Völlig unerwartet erhielt sie von Visana im Juni die Kündigung ihres Krankentaggeldvertrages. Der gleichen Post lag die neue Police bei. Die neue Prämie: 4620 Franken pro Jahr – das Dreifache der alten Prämie von 1602 Franken.
Die Lehrerin fühlt sich ausgenommen: «Der Gipfel ist, dass man ab 55 Jahre keine Chance mehr hat, die Versicherung zu wechseln. Ich habe noch nie Taggeld-Leistungen in Anspruch genommen, habe immer brav bezahlt und jetzt kommt die Quittung.» Nach reiflicher Überlegung schliesst Bea Gschwend vorerst keine Krankentaggeldversicherung mehr ab. Ihr Risiko trägt sie künftig selber.
Ombudsmann hält nicht viel von der Argumentation der Versicherungen
Visana schreibt dazu, gewisse Verträge seien bei weitem nicht mehr kostendeckend gewesen, deshalb sei es in diesen Fällen zu Prämienerhöhungen gekommen. «Kassensturz» fragte auch bei den anderen grossen Versicherern nach.
Teilweise teurer wird die Taggeldversicherung bei Baloise, Generali und Helsana. Die Allianz erhöht ihre Prämien um 9,5 Prozent, auch bei der Groupe Mutuel steigen die Prämien, Swica gar zwischen 10 und 50 Prozent.

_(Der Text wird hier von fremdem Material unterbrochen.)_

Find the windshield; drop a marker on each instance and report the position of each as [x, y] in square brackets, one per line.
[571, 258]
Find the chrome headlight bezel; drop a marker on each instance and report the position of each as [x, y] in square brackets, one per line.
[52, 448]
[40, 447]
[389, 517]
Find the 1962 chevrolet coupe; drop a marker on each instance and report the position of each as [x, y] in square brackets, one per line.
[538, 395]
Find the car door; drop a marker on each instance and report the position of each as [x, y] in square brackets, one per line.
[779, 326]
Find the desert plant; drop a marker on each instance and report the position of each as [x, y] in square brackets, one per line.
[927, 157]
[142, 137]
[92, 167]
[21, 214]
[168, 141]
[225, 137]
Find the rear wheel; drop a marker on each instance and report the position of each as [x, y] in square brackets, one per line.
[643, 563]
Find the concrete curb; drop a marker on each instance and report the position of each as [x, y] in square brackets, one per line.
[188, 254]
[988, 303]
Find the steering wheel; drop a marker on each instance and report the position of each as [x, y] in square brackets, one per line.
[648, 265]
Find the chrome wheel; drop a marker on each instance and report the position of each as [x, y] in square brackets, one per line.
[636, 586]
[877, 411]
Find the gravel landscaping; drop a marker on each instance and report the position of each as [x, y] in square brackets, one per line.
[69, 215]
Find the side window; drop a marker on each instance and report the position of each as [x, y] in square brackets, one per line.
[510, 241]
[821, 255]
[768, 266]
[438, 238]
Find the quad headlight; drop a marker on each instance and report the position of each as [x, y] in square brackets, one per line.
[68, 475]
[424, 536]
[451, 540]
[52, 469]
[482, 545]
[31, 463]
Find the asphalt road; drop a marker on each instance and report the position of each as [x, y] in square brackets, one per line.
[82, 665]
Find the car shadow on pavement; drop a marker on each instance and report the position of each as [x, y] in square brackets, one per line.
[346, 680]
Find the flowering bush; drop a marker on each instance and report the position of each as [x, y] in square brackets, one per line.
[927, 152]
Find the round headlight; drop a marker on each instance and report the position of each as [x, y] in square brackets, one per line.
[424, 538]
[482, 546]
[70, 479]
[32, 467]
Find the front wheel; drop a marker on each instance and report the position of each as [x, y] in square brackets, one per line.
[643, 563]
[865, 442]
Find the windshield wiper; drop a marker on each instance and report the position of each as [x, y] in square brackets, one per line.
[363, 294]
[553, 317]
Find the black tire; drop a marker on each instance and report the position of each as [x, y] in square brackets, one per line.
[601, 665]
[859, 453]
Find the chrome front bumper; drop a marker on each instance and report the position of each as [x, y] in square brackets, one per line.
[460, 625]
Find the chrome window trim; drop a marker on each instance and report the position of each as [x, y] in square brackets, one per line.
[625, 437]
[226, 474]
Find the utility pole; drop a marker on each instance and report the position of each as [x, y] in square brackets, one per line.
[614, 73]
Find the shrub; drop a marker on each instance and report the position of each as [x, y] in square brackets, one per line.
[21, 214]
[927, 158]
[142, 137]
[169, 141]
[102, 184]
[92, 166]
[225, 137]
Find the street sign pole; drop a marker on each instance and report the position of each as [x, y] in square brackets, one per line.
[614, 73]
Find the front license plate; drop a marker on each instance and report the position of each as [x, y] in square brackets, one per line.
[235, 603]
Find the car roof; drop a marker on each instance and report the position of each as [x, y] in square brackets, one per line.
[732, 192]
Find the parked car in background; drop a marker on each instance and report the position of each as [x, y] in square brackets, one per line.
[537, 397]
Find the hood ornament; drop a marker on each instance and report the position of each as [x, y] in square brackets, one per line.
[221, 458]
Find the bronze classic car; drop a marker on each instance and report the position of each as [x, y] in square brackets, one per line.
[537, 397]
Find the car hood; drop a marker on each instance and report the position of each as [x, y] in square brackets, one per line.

Alle Versicherer begründen die Aufschläge mit immer mehr und immer teureren Schadenfällen.
Auch beim Ombudsmann der Privatversicherungen Martin Lorenzon meldeten sich in den letzten Monaten viele Betroffene. Solche Prämiensprünge kann er nicht nachvollziehen: «Das Krankentaggeld-Versicherungsgeschäft ist planbar, daher lassen sich so starke Prämienerhöhungen nicht einfach nur mit steigenden Kosten erklären.» Das wäre gemäss Lorenzon höchstens möglich bei einer starken Pandemie mit vielen unverhofften Krankheitsfällen.
Der Ombudsmann beobachtet viel eher, dass Versicherer Risikogruppen aufspalten. Das führe dazu, dass Versicherte mit einem grösseren Krankheits-Risiko plötzlich viel mehr Prämien bezahlen müssten: «Dieser Trend führt letztlich zu einer Entsolidarisierung der bestehenden Risikogemeinschaft und wenn man diese Verfeinerung der Risikogemeinschaften bis ins Unendliche führen würde, gäbe es keine Solidarität mehr und jeder müsste seinen Schaden selber bezahlen.»